Collaboration Demonstrates New Model for Managing Power, Reducing Blackout Risk
Cascading power outages are a series of outages in an electric power system leading to widespread blackouts, which are much more severe than local outages. To avoid outages leading to blackout, secure and stable power system operation must be maintained and oscillations in alternating current (AC) transmitted from a power station to the end-user must be controlled. Researchers have developed a new model to serve as an intelligent oscillation controller that is adaptive to a wide variety of operating conditions. The model was demonstrated in case studies on realistic power grid scenarios for three utilities: New York Power Authority (NYPA), Terna (the sole transmission system operator in Italy), and Saudi Electricity Company (SEC). The team included researchers from the University of Tennessee-Knoxville (UTK) and the Electric Power Research Institute, and made use of a hardware testbed (HTB) operated by the Center for Ultra-Wide-Area Resilient Electric Energy Transmission Networks (CURENT), an NSF Engineering Research Center (ERC) supported by NSF and the U.S. Department of Energy and headquartered at UTK, with partner organizations including Northeastern University, Rensselaer Polytechnic Institute, and Tuskegee University.
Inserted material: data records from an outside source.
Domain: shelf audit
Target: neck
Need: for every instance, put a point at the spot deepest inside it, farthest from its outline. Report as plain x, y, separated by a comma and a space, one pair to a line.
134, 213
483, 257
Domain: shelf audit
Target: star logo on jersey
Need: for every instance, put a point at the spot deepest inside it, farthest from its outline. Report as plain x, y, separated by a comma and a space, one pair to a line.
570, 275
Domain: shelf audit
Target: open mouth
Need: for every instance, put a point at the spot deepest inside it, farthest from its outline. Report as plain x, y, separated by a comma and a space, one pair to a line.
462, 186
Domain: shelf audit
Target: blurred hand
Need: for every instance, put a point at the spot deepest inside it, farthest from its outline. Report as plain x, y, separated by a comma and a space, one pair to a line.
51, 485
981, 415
Frequency in power transmission refers to the oscillation of alternating current (AC) transmitted from a power station to the end-user in an electric power grid. Oscillations must be damped effectively to maintain secure and stable system operation. One of the main drawbacks of existing oscillation damping controllers is that they are designed based on offline simulations for assumed system conditions and are not adaptive to the varying power system operating conditions. This measurement derived model-based adaptive wide-area damping controller was implemented on CURENT’S HTB. Researchers built and tested a simple, measurement-driven model to depict oscillatory behavior for damping controller design that can adaptively adjust wide-area damping controller parameters for current operating condition. They then demonstrated and verified the model through multiple case studies in power systems in the U.S., Italy, and Saudi Arabia. The benefits of effective damping include enhanced grid stability, mitigation of blackout risk due to oscillation, improved power transfer capability of existing transmission lines for more economic operation, and many others.
CURENT’s HTB is a unique test platform that emulates large-scale power systems by interconnecting modular and reprogrammable power electronic converters in a reconfigurable structure. The converters, also called emulators, can be programmed and controlled in real time to mimic the behaviors of various generation sources (e.g., synchronous machine, solar, and wind), transmission lines, loads, energy storages, HVDC, and other components in power systems with scalable ratings.
After identifying and validating the intelligent oscillation controller, the researchers worked with the three geographically dispersed utilities for further analysis and demonstration in varying conditions such as cascading events and seasonal operating condition variations. Their effort successfully demonstrated the effectiveness of adaptive WADC to accommodate variations in operating conditions, providing better control.